This time of year, there’s a lot of snark about the Hanuka taking up an ideological cudgel against the fanatic Maccabees. Some of the discussion relies on the ambivalence tending towards hostility expressed in the Bavli towards this minor festival and against the Hasmoneans, who were the successors of the Maccabees. “In Praise of the Hasmoneans: Chanukah Beyond Rabbinic Literature” by Ophir Münz-Manor is a particularly excellent corrective. Münz-Manor tracks the place of Hanuka and the Hasomoneans in late antique and medieval piyyut and situates the form of piyyut in tension with the rabbinic class and its concerns. Maybe the Hasmoneans were not so bad after all.

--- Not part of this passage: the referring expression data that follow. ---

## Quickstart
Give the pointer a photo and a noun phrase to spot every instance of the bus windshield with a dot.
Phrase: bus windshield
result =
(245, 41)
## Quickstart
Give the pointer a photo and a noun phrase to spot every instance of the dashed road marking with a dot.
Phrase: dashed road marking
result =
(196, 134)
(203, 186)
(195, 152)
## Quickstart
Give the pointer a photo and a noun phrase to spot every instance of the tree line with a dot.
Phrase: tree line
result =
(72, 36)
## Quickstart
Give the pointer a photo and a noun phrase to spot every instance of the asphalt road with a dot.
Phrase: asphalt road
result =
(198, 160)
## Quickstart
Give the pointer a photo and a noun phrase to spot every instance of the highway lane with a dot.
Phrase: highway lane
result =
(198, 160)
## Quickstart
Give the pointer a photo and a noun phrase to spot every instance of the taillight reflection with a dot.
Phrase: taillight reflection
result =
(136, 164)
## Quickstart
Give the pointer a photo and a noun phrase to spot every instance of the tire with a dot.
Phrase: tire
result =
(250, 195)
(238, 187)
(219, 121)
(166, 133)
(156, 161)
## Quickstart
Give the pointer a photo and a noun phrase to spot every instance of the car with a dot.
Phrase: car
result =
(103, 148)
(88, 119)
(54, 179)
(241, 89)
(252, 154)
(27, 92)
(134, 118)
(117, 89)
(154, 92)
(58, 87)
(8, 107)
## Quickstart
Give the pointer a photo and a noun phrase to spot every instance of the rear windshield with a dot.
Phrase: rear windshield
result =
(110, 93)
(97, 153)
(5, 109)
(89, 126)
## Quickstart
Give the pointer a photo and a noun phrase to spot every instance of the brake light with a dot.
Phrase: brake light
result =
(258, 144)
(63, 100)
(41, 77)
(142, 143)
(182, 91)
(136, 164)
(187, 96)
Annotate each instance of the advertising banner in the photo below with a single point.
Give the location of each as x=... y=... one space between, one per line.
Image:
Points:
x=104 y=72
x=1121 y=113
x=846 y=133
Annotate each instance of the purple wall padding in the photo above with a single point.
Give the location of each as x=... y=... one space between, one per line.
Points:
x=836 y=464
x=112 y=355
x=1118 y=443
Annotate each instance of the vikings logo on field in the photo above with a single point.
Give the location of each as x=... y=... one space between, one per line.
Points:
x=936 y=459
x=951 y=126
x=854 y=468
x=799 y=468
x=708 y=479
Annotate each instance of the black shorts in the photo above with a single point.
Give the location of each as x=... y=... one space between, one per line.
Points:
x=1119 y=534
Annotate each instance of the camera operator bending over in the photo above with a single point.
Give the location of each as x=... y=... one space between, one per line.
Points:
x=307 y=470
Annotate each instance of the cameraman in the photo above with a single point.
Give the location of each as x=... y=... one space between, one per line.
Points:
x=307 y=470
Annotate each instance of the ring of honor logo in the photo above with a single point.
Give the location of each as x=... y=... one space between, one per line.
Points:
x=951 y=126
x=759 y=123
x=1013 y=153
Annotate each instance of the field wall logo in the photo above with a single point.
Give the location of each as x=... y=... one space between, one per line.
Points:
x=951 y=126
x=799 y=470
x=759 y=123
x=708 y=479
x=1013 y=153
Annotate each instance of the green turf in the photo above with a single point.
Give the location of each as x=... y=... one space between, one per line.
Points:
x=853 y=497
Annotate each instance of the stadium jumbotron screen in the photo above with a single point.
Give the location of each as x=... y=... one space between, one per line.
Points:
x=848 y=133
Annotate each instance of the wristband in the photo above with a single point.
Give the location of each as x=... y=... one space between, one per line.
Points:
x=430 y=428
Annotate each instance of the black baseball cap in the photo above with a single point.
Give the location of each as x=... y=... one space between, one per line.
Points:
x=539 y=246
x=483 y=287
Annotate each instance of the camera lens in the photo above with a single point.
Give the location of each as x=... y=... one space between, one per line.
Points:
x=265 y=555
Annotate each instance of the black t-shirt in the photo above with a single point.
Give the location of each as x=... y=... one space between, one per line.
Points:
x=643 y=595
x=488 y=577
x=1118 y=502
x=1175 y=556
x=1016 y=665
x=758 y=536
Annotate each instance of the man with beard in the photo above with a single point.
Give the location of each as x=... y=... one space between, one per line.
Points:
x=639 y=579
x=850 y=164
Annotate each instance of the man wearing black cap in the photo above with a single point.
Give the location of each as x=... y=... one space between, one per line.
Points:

This is the conclusion to his post, which you can read here at Gemara:
The overall picture that emerges reveals that the Hasmoneans were well represented and even celebrated by the payytanim, and presumably by the congregations in which the piyyutim were performed. This is significantly different from the way the Hasmoneans are represented in classical rabbinic literature. How might we account for this disparity?
It is possible that the figuration of the Hasmoneans in piyyut and their relative absence in rabbinic texts indeed reflects a different ideological stance, though this cannot be easily ascertained. Some scholars have recently argued that the payytanim belonged to or identified with priestly circles, and therefore promoted priestly themes in piyyut, including the importance of the Hasmoneans, who served as priests.
We must also remember that the payytanim were not merely singing rabbis. Although they shared many beliefs and practices with the rabbis, their social role, their artistic interests, and the synagogal context in which they functioned, were distinct from the rabbis and their study halls. Other para-rabbinic groups existed, such as the meturgamanim(translators) who offered expanded version of the Bible in Aramaic, as well as magicians and mystics, which scholars of late antique Jewry tend to overlook or downplay.